Lors d’une interview accordée à Marc-Olivier Fogiel sur RTL, Hélène Mercier-Arnault, l’épouse du PDG de LVMH, Bernard Arnault, a suscité l’indignation avec des commentaires jugés déconnectés de la réalité concernant les sans-abris. L’échange a été mis en lumière par plusieurs médias, dont le Canard enchaîné et Mediapart.
EN BREF
- Hélène Mercier-Arnault évoque les SDF de manière choquante lors d’une interview.

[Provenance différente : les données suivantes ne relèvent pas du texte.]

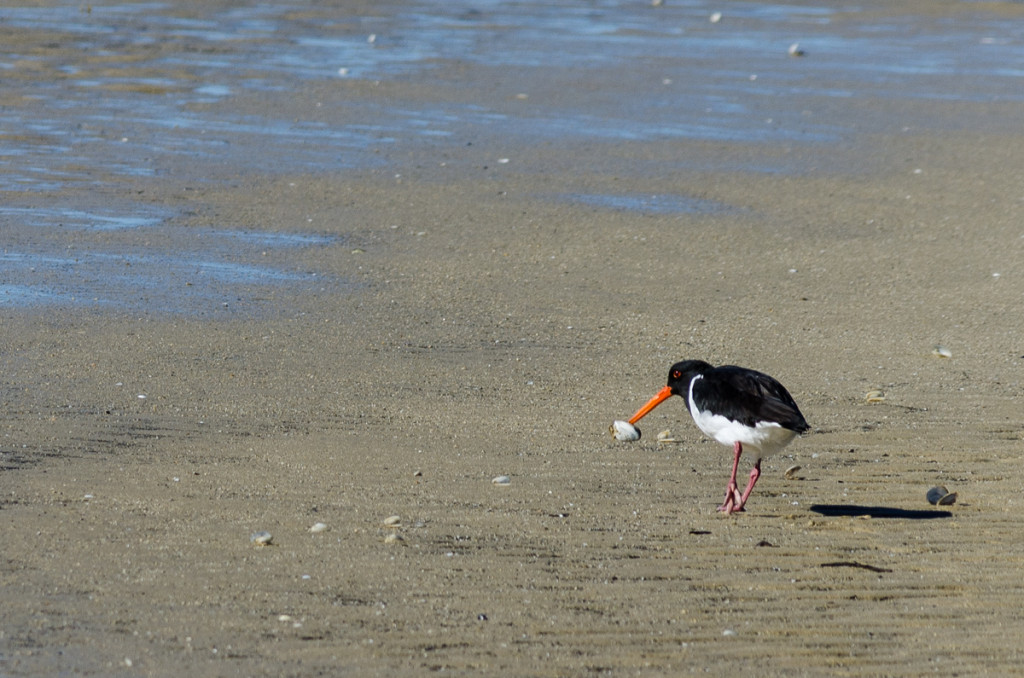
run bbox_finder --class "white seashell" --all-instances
[608,419,640,442]
[657,429,679,444]
[249,529,273,546]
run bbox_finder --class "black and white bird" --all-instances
[630,361,810,515]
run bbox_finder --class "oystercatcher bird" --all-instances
[630,361,810,515]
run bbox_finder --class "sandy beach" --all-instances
[6,3,1024,676]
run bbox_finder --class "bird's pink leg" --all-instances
[718,440,745,515]
[733,459,761,511]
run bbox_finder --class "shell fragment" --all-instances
[249,529,273,546]
[608,420,640,442]
[926,485,956,506]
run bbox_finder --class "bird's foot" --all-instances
[718,482,743,515]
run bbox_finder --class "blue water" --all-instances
[0,0,1024,312]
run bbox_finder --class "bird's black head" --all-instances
[667,361,715,397]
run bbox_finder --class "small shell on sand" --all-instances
[657,429,680,444]
[608,420,640,442]
[926,485,956,506]
[249,529,273,546]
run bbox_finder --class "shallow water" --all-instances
[0,0,1024,312]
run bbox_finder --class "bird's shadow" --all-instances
[810,504,953,520]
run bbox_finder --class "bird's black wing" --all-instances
[693,366,810,433]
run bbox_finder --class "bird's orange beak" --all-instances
[630,386,675,424]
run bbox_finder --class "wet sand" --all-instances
[6,1,1024,676]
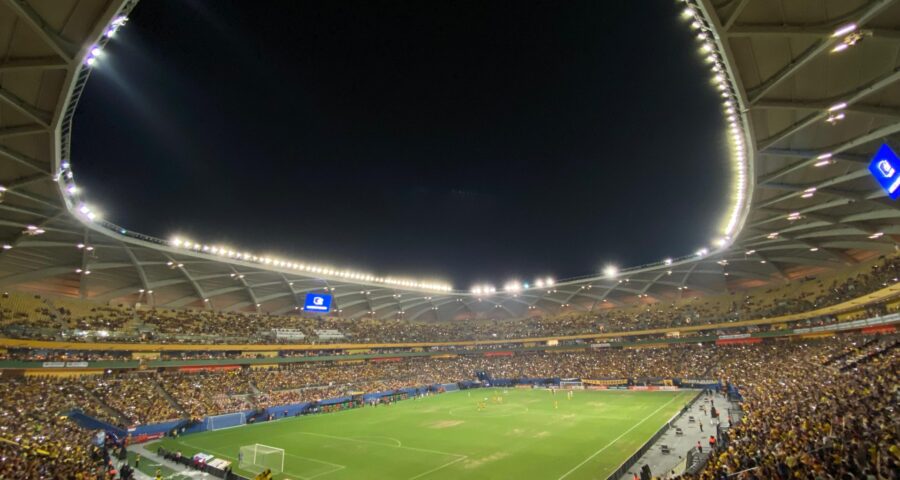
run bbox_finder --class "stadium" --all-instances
[0,0,900,480]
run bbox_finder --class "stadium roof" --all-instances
[0,0,900,320]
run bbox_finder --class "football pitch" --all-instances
[155,389,696,480]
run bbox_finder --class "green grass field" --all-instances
[155,389,694,480]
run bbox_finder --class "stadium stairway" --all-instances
[609,394,737,480]
[81,386,131,425]
[150,378,190,419]
[247,380,262,397]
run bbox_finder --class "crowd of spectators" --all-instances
[684,338,900,480]
[0,256,900,344]
[83,374,180,425]
[0,378,106,479]
[0,334,900,480]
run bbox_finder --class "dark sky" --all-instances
[72,0,727,289]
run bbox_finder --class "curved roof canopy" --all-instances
[0,0,900,320]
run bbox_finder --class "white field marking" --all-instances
[557,395,681,480]
[409,455,469,480]
[350,435,403,447]
[292,432,466,458]
[181,442,347,480]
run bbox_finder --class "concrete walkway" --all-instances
[619,394,738,480]
[128,445,219,480]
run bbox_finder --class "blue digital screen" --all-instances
[303,293,331,313]
[869,143,900,200]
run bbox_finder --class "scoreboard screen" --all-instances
[303,293,331,313]
[869,143,900,200]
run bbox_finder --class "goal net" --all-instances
[559,378,584,390]
[238,443,284,473]
[206,412,247,430]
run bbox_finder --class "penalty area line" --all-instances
[557,394,681,480]
[409,456,469,480]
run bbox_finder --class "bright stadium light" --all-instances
[831,23,856,37]
[603,265,619,278]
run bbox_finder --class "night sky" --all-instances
[72,0,728,289]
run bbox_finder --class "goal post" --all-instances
[206,412,247,430]
[238,443,284,473]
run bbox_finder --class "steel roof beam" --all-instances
[753,99,900,119]
[747,0,895,105]
[0,125,48,138]
[757,122,900,185]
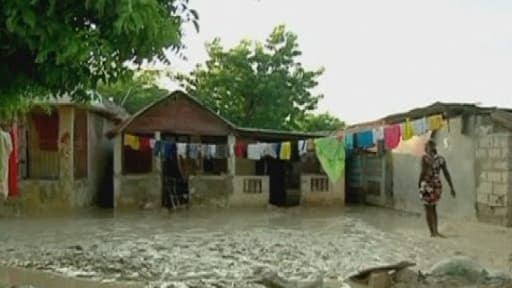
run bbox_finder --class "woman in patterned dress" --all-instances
[418,140,455,237]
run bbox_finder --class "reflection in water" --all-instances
[0,207,512,287]
[0,266,142,288]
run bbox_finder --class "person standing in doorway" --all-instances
[0,123,12,200]
[418,140,456,237]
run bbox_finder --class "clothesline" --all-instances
[123,134,345,182]
[124,134,322,160]
[343,114,445,151]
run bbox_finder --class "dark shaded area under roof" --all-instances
[347,102,512,130]
[107,91,329,141]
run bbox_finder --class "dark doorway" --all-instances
[162,153,189,208]
[265,159,287,206]
[98,145,114,208]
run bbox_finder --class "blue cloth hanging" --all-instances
[162,141,176,160]
[153,140,162,157]
[356,130,375,149]
[343,133,354,151]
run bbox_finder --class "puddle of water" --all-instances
[0,266,143,288]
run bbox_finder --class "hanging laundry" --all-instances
[297,140,308,156]
[384,124,402,150]
[163,141,177,160]
[123,134,140,151]
[176,143,187,158]
[235,143,247,158]
[344,133,354,150]
[356,130,375,149]
[306,139,315,152]
[372,126,384,144]
[153,140,163,157]
[272,143,281,157]
[427,115,444,131]
[9,125,19,197]
[247,143,262,160]
[279,142,292,160]
[290,141,300,162]
[206,144,217,159]
[402,119,414,141]
[187,143,201,159]
[214,144,228,159]
[0,128,12,199]
[139,137,151,152]
[315,137,345,183]
[228,143,236,157]
[259,143,277,158]
[412,117,428,136]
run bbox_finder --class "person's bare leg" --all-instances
[425,205,437,237]
[432,205,445,238]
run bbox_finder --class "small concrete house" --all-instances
[109,91,344,208]
[347,103,512,226]
[5,100,125,214]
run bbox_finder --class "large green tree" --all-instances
[97,71,169,114]
[177,26,342,130]
[298,113,345,132]
[0,0,198,117]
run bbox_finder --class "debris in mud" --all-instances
[347,257,512,288]
[254,268,324,288]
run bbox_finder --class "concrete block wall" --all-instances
[300,174,345,206]
[475,132,512,226]
[229,176,270,207]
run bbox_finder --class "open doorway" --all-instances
[162,135,190,209]
[265,158,286,206]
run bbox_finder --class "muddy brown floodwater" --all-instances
[0,207,512,288]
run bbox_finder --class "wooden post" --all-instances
[228,134,236,176]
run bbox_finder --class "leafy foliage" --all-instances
[97,71,169,114]
[299,113,345,132]
[177,25,339,130]
[0,0,198,115]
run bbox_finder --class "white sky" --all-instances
[162,0,512,123]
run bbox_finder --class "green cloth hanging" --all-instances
[315,137,345,183]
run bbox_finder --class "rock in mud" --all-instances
[431,256,487,283]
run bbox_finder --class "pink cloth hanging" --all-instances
[384,124,402,150]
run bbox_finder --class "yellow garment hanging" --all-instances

- Elle tente de clarifier ses propos en s’excusant par la suite.
- Des médias relèvent le contraste entre sa vie de riche et celle des personnes à la rue.
Dans cet extrait controversé, Hélène Mercier-Arnault a affirmé : « Ce que je vais dire va peut-être vous choquer, les SDF, je n’y pense pas tous les jours ». Cette déclaration a suscité une vive réaction, notamment en raison de la position privilégiée de la pianiste dans la société. Elle a ensuite ajouté qu’elle voyait la situation des SDF comme un « choix de vie », insinuant que certains d’entre eux avaient « décidé de lâcher la société ». Ces mots, jugés insensibles, ont fait l’objet de nombreuses critiques.
Marc-Olivier Fogiel, le journaliste qui l’interrogeait, a semblé choqué par ses propos, ce qui a conduit Hélène Mercier-Arnault à essayer de nuancer ses remarques. Elle a déclaré : « Les SDF, à Vienne par exemple, ils sifflent des mélodies de Schubert. Vous voyez, j’ai une vision très large de la question. » Toutefois, cette tentative de justification n’a pas apaisé les critiques, qui ont considéré ses propos comme révélateurs d’un décalage entre les classes sociales.
Suite à l’indignation provoquée par ses déclarations, Hélène Mercier-Arnault a été contactée par le journal Libération. Elle a alors admis que ses commentaires étaient inappropriés, en expliquant : « C’est un sujet beaucoup trop profond et complexe pour m’engager dans cette discussion. Je suis habilitée à parler de musique et certainement pas de politique. Je n’ai aucun rôle politique et aucune légitimité. » Elle a ensuite exprimé ses regrets : « Mes propos ont certainement pu prêter à malentendu et j’en suis profondément désolée. »
Il est intéressant de noter qu’Hélène Mercier-Arnault a démenti avoir demandé que la séquence où elle parle des SDF soit coupée dans l’interview. Cette version a été confirmée par Marc-Olivier Fogiel, qui a expliqué à Libération que RTL avait décidé de ne pas diffuser certains passages de l’interview, jugés problématiques, y compris ceux sur les SDF. Selon lui, « on n’avait pas d’autre choix que de couper l’autre partie de la réponse qui était trop longue. »
Ce type de situation soulève des questions sur la responsabilité des figures publiques dans leurs discours, surtout lorsqu’il s’agit de sujets sensibles comme la pauvreté et l’exclusion sociale. Les propos d’Hélène Mercier-Arnault, bien qu’exprimés sans intention malveillante, mettent en lumière la fragilité des discours qui peuvent sembler déconnectés des réalités vécues par les plus vulnérables. L’affaire a également mis en avant l’importance d’une réflexion plus profonde sur la manière dont les personnalités influentes abordent des sujets aussi délicats.
Dans un contexte où la crise du logement et la pauvreté sont des problématiques majeures en France, les déclarations d’une femme d’affaires aussi en vue que Hélène Mercier-Arnault ne peuvent pas passer inaperçues. Ce genre de discours, même s’il est mal interprété, nécessite une prise de conscience accrue des enjeux sociaux actuels.